The evolution of electronics is largely driven by energy efficiency, from the adoption of solid-state devices in lieu of vacuum tubes, to the reduction of wiring length via transistor integration into a single substrate, to the myriad advances in solid-state device technology that have followed thereafter. The energy efficiency of electronics has spurred numerous fundamental works1,2, and the quest for low-power devices is as important today as ever3 with the ubiquitous presence of electronics in modern life.

Now, writing in Nature Nanotechnology, Liu et al.4 report an energy-efficient memory composed of a van der Waals heterostructure with a short write time and a long refresh time that the authors refer to as a quasi-non-volatile memory. The work strikes a fine balance between the energy efficiency of non-volatile memory and the speed of volatile memory. Once information is written into an ideal non-volatile memory, no further energy is consumed. However, this stability typically comes at the cost of a long writing time. Engravings in stone steles are a fine example of a reliable, non-volatile memory. In contrast, a volatile memory is designed for fast writing speed but must be periodically refreshed. Each refresh operation costs energy, and the challenge therefore is to achieve a long time between refresh operations without incurring the cost of an unduly long writing time.

In a tour de force of van der Waals heterostructure assembly, Liu et al. have fabricated heterostructures made of two-dimensional HfS2, MoS2, WSe2 and hBN flakes to create memory cells with a semi-floating gate transistor architecture5. The core of the structure is a field effect transistor with a semiconducting HfS2 layer, WSe2 channel and a highly insulating hBN gate dielectric. The semiconducting HfS2 layer acts as a floating gate, storing the charge that corresponds to either a logical state 0 or logical state 1 (Fig. 1). Read-out of the memory cell is achieved through the shift in the threshold voltage of the WSe2–hBN transistor, which is induced by the charge stored on the HfS2 floating gate. Writing to the memory cell is achieved by injecting charge to the floating gate through a WSe2–MoS2 heterojunction that acts as a van der Waals diode. Charge can be injected under forward bias during the write operation, and charge leakage from the HfS2 is reduced to a mere trickle under reverse bias.

Fig. 1: The floating gate memory of Liu et al. consists of a van der Waals heterostructure with WSe2, MoS2 and HfS2 layers.
figure 1

The HfS2 is the floating gate that stores the excess positive charge corresponding to a logical 1 state, while the absence of excess positive charge corresponds to a logical 0 state. The long refresh time arises from the diode action of the MoS2/WSe2 layers, reducing the leakage of charge from the floating gate down to a trickle.

Full size image

The presented quasi-non-volatile memory was shown to have a refresh time of 10 ms, more than 150 times longer than a typical refresh time of dynamic random access memory essential to computer cores. The write time of the memory of Liu et al. is nonetheless comparable to the typical 10 ns write time of dynamic random access memory.
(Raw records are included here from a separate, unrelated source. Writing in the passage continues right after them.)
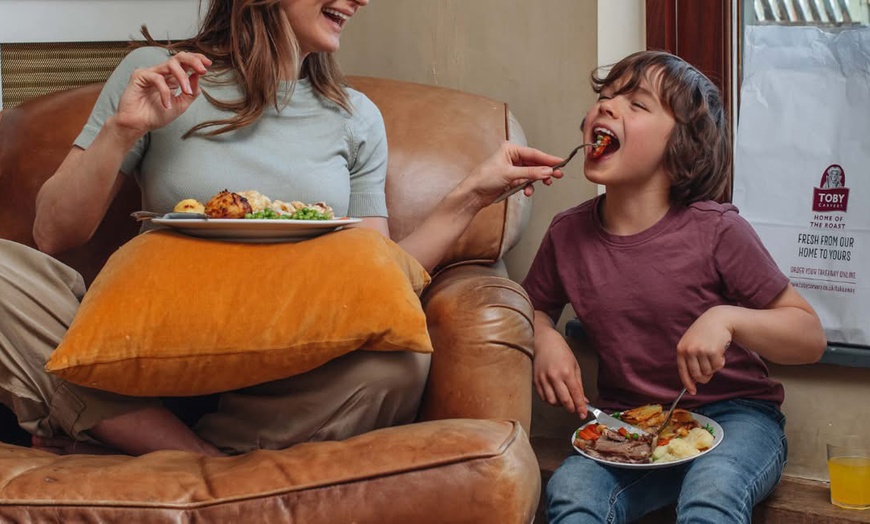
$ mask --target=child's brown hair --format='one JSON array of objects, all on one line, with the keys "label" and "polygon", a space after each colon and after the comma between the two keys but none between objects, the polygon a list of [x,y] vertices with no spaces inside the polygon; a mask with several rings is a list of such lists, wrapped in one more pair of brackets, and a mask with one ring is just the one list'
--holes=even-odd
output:
[{"label": "child's brown hair", "polygon": [[617,84],[630,93],[646,79],[657,89],[676,125],[665,149],[671,202],[723,200],[731,172],[731,134],[719,89],[685,60],[662,51],[640,51],[620,60],[606,76],[592,74],[596,93]]}]

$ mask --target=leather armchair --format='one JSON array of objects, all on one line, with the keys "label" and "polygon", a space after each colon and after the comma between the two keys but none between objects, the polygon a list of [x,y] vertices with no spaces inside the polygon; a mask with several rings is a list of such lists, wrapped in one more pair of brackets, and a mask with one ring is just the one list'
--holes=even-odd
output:
[{"label": "leather armchair", "polygon": [[[396,240],[502,141],[525,142],[504,103],[406,82],[349,81],[384,115]],[[34,245],[36,193],[99,89],[0,112],[0,238]],[[129,213],[139,202],[128,183],[94,238],[58,258],[92,281],[136,234]],[[0,521],[530,522],[540,494],[527,437],[533,313],[501,261],[528,206],[518,194],[482,211],[424,292],[435,353],[418,422],[226,458],[177,451],[61,457],[0,443]],[[21,436],[9,413],[0,420],[0,439]]]}]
This feat was achieved through exquisite voltage control of the charge carrier confinement in van der Waals heterostructures.
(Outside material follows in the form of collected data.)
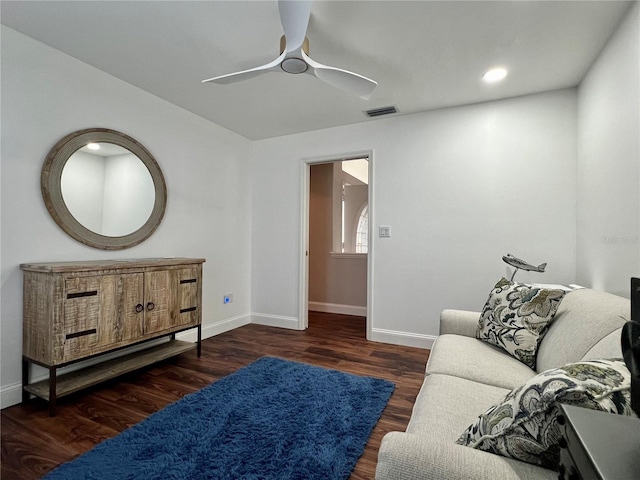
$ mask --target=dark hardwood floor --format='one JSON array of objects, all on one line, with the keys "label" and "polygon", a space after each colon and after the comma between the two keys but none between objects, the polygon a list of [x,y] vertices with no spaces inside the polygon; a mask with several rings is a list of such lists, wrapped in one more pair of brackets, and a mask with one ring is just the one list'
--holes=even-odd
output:
[{"label": "dark hardwood floor", "polygon": [[372,479],[385,433],[404,430],[422,380],[428,350],[368,342],[365,319],[310,312],[306,331],[247,325],[202,342],[194,352],[59,400],[49,417],[33,399],[2,410],[2,480],[39,479],[184,395],[262,356],[276,356],[391,380],[396,390],[351,479]]}]

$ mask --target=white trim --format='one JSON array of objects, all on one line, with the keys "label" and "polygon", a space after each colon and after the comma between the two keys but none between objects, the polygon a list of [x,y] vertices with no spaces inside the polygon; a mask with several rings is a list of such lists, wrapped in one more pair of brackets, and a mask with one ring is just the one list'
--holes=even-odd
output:
[{"label": "white trim", "polygon": [[374,237],[373,233],[373,225],[375,225],[375,208],[373,205],[374,198],[374,174],[373,167],[375,165],[373,161],[373,149],[369,152],[369,198],[367,198],[368,208],[369,208],[369,248],[367,249],[367,340],[371,340],[373,336],[373,282],[375,279],[375,275],[373,274],[373,252],[375,251],[374,247]]},{"label": "white trim", "polygon": [[0,408],[18,405],[22,402],[22,382],[12,383],[0,388]]},{"label": "white trim", "polygon": [[[205,338],[215,337],[216,335],[249,325],[250,323],[251,315],[246,313],[244,315],[238,315],[237,317],[226,318],[211,325],[203,325],[202,339],[204,340]],[[198,332],[195,329],[187,330],[186,332],[176,334],[176,338],[185,342],[197,342]]]},{"label": "white trim", "polygon": [[366,260],[366,253],[342,253],[342,252],[329,252],[331,258],[345,259],[345,258],[357,258],[358,260]]},{"label": "white trim", "polygon": [[340,315],[357,315],[359,317],[367,316],[367,307],[360,305],[309,301],[309,310],[313,310],[314,312],[339,313]]},{"label": "white trim", "polygon": [[309,191],[311,185],[311,163],[300,163],[302,187],[300,188],[300,269],[298,272],[298,330],[309,327]]},{"label": "white trim", "polygon": [[304,330],[300,328],[300,320],[295,317],[285,317],[283,315],[271,315],[268,313],[252,313],[251,323],[266,325],[268,327],[288,328],[290,330]]},{"label": "white trim", "polygon": [[371,331],[371,338],[369,340],[374,342],[391,343],[393,345],[403,345],[405,347],[430,349],[436,338],[438,337],[433,335],[374,328]]}]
The work serves as a demonstration of the versatility and utility of van der Waals heterostructures. There are hundreds of experimentally known layered materials6,7, with a recent theoretical study8 suggesting that there are over 1,000 layered materials that can be easily exfoliated. This opens a vast design space for van der Waals heterostructures, which researchers have only begun to map out.
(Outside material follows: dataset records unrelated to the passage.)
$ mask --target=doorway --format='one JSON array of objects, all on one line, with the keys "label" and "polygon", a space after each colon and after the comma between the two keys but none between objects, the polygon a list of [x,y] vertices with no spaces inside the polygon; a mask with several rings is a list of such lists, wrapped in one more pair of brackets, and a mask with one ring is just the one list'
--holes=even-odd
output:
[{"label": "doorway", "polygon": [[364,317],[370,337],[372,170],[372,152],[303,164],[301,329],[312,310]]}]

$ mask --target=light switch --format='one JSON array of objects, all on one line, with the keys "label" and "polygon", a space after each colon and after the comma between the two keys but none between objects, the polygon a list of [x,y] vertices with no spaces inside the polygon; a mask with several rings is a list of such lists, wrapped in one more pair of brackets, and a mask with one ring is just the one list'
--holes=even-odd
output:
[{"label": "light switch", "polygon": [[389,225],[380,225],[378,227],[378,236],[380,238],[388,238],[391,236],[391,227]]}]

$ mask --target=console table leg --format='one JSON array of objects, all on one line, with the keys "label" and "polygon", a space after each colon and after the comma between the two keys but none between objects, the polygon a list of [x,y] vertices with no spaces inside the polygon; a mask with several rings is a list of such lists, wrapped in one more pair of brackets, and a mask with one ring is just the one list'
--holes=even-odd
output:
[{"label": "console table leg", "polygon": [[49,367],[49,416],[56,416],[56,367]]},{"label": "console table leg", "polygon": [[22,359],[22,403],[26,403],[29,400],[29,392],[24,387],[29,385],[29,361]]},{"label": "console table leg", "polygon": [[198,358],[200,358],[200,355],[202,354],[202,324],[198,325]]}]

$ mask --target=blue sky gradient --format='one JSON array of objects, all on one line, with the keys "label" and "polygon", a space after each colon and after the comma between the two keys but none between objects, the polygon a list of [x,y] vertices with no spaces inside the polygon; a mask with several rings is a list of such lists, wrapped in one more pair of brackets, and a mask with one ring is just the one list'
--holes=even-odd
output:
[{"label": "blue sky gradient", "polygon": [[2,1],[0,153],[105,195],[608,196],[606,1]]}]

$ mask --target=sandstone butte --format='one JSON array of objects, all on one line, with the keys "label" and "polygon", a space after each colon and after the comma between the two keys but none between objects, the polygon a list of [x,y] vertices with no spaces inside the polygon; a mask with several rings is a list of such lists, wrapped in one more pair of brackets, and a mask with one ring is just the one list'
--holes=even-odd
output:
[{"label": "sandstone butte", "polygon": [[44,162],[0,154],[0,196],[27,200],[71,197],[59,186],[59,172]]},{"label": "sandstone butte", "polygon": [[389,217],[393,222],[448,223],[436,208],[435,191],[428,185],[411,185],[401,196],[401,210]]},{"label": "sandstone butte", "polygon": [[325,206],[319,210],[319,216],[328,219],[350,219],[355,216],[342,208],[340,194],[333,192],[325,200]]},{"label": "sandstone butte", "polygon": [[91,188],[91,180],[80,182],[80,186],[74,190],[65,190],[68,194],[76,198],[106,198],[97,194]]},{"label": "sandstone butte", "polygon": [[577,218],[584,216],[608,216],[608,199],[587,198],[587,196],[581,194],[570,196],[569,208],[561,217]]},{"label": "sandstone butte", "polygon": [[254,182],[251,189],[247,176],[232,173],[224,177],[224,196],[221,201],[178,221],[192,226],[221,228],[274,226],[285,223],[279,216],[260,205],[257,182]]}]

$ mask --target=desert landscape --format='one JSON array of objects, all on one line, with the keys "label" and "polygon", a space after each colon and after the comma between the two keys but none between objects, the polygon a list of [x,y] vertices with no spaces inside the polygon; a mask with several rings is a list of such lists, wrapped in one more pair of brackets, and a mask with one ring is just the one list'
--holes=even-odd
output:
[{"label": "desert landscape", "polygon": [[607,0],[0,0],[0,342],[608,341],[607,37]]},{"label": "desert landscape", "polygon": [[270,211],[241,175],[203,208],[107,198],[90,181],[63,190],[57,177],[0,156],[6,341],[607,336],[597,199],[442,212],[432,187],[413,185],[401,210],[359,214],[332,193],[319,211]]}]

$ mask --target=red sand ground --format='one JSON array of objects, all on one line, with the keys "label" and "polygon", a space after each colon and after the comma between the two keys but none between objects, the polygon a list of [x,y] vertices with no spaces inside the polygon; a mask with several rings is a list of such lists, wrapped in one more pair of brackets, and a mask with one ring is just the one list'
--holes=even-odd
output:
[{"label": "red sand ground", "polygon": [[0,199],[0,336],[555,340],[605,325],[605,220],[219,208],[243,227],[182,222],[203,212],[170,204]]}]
Looking to the future, the most daunting challenge to the adoption of van der Waals heterostructures in the electronics industry is the development of methods for wafer-scale synthesis. Artisanal, manual assembly of heterostructures has enabled demonstration of the quasi-non-volatile memory. Bringing this work out of the laboratory and into next-generation, energy-efficient electronics requires significant advances in the manufacture of van der Waals heterostructures.